Domenica 16 agosto, comunque. La moto è pronta in parcheggio, coperto stavolta (le previsioni non sono ottimali, il parcheggio è largo, vicino, custodito, sbarrato e chi più ne ha più ne metta ma scoperto, ma con un po’ di moine al titolare riesco a trovare riparo – preventivo – in una specie di garage per le auto dei dipendenti).
Ha piovuto nella notte, sella e bagagli (il grosso rimontato poco prima) sono extradry. Continua la fortuna meteo: mezz’Italia è funestata da acqua in quantità, nell’altra mezza scorrazziamo senza (troppi) fastidi. Uniche tracce, strada bagnata (che nel mio immaginario è parificata al ghiaino in terra ed alle mine anticarro come sicurezza di guida) ed umidità Thai-style (mi fermo più volte dopo pochissimi chilometri dalla partenza, la bomboletta di antiappannante che ho preso prima di partire (“è più piccolina di quella che uso di solito, meno ingombro, porto questa”, dico convinto delle mie parole) non lavora bene per niente e gli occhialoni danno visibilità zero (senza non riesco, a causa delle lenti a contatto).
In ritardo scorriamo lungo l’Aurelia (mi viene in mente in loop il clacson gassmaniano de Il Sorpasso) direzione sud, un breve tratto fino a Pietrasanta poi si prende per la Lucchesia (Versilia e Pisa, già viste… e non me ne vogliano gli autoctoni del sito, non che m’abbiano fatto chissà cosa, quanto ad impressione. Guardo e passo). A Lucca gironzolo litigando con i cartelli, controllo il TomTom (…accosto, due signori… “buongiorno, scusate, una domanda!” “Oh, noi ‘un s’è fatto nulla!”, e ridono).
Mi spiace un po’ saltare Borgo a Mozzano (quel ponte mi piace, poche storie), ma uscirei un po’ troppo dal seminato, e col tempo instabile vorrei avvicinarmi non eccessivamente lento pede. Capannori, Montecatini; tengo a bada sempre la pallostrada, a distanza di sicurezza.

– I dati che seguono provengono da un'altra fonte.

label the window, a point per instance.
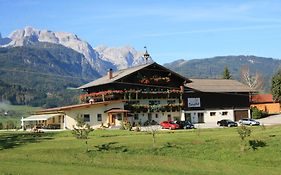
(86, 117)
(169, 102)
(119, 116)
(99, 117)
(224, 113)
(154, 102)
(136, 116)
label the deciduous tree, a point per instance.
(253, 81)
(226, 74)
(276, 86)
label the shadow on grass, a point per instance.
(255, 144)
(13, 140)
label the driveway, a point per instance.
(271, 120)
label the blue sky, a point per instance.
(171, 29)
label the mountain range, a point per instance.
(41, 67)
(100, 58)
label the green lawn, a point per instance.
(14, 113)
(196, 152)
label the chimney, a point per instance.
(109, 74)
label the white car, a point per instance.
(248, 121)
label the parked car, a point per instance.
(169, 125)
(185, 124)
(248, 121)
(227, 122)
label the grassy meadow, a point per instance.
(197, 152)
(14, 113)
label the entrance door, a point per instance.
(169, 117)
(200, 117)
(149, 117)
(112, 119)
(187, 117)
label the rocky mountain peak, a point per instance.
(101, 58)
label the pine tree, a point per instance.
(276, 86)
(226, 73)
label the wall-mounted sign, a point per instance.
(193, 102)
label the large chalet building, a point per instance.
(146, 93)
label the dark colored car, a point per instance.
(226, 122)
(169, 125)
(248, 121)
(185, 125)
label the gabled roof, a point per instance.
(218, 85)
(262, 98)
(39, 117)
(84, 105)
(122, 73)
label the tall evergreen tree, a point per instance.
(276, 85)
(226, 73)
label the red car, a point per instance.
(169, 125)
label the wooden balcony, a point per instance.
(131, 95)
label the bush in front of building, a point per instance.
(257, 114)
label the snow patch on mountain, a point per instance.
(101, 59)
(121, 57)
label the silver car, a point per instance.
(248, 121)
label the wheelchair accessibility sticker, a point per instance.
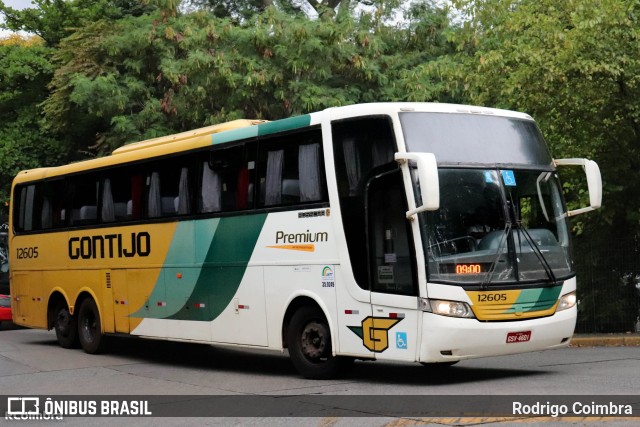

Il cielo è coperto ma si sta bene, niente pioggia; nei dintorni di Prato mi fermo ad un bar triste per fermarmi in bagno, al bancone un tizio mi fa senza guardarmi “pur’io ce l’ho la moto che corre”. Non c’è sfida né tantomeno ironia nella sparata, ed è quella la cosa strana; il silenzio ritorna a richiudere quella situazione sergiocittiana.
Ed è comunque un tratto con memorie cinematografico-televisive: mentre m’avvicino a Firenze per vie più che secondarie cerco nella segnaletica stradale riferimenti casuali a quell’Ovest di Paperino del buon Nuti, ovviamente senza esito positivo.
Avessi più sole taglierei per Bibbiena direzione Adriatico, infilandoci un po’ di curve veraci, ma il tempo meteo e dell’orologio (che dal dieci mattina ricordo, non indosso) non me lo consigliano; con l’entusiasmo di un paziente in sala d’aspetto del dentista prendo l’A1 che abbandono nei pressi di Arezzo (pure troppo ho resistito). L’intenzione era raggiungere Bettolle ma chissà perché chissà come, mi perdo sbucando in quel di Cortona. Poco male, Trasimeno, Perugia (a Perugia ritorna il traffico dopo una tirata praticamente in completa solitudine), Valfabbrica (curve!), la statale 76.
Mi fermo a pochi chilometri da casa per trovare… una Persona, ultima tirata. Comincia a piovere, 5 chilometri d’acqua fino all’arrivo; tutti e due guardiamo il DOPPIO arcobaleno di fronte come due idioti, e non ce ne importa niente di spacchettare gli antipioggia. Jesi. Siamo a casa, una settimana.
Ma non erano due, le settimane? Si, ma mica è finita. Per quanto organizzato in quattro e quattr’otto e con una buona dose di pazzia come filo rosso, il Giringiro prevedeva una sorta di andamento circolare (eh, si, vabbè…) per ritoccare più o meno a metà tornata il campo base. Obiettivo ora è esperire al meglio ed al massimo la seconda settimana, ho il giro “apparenti” in programma.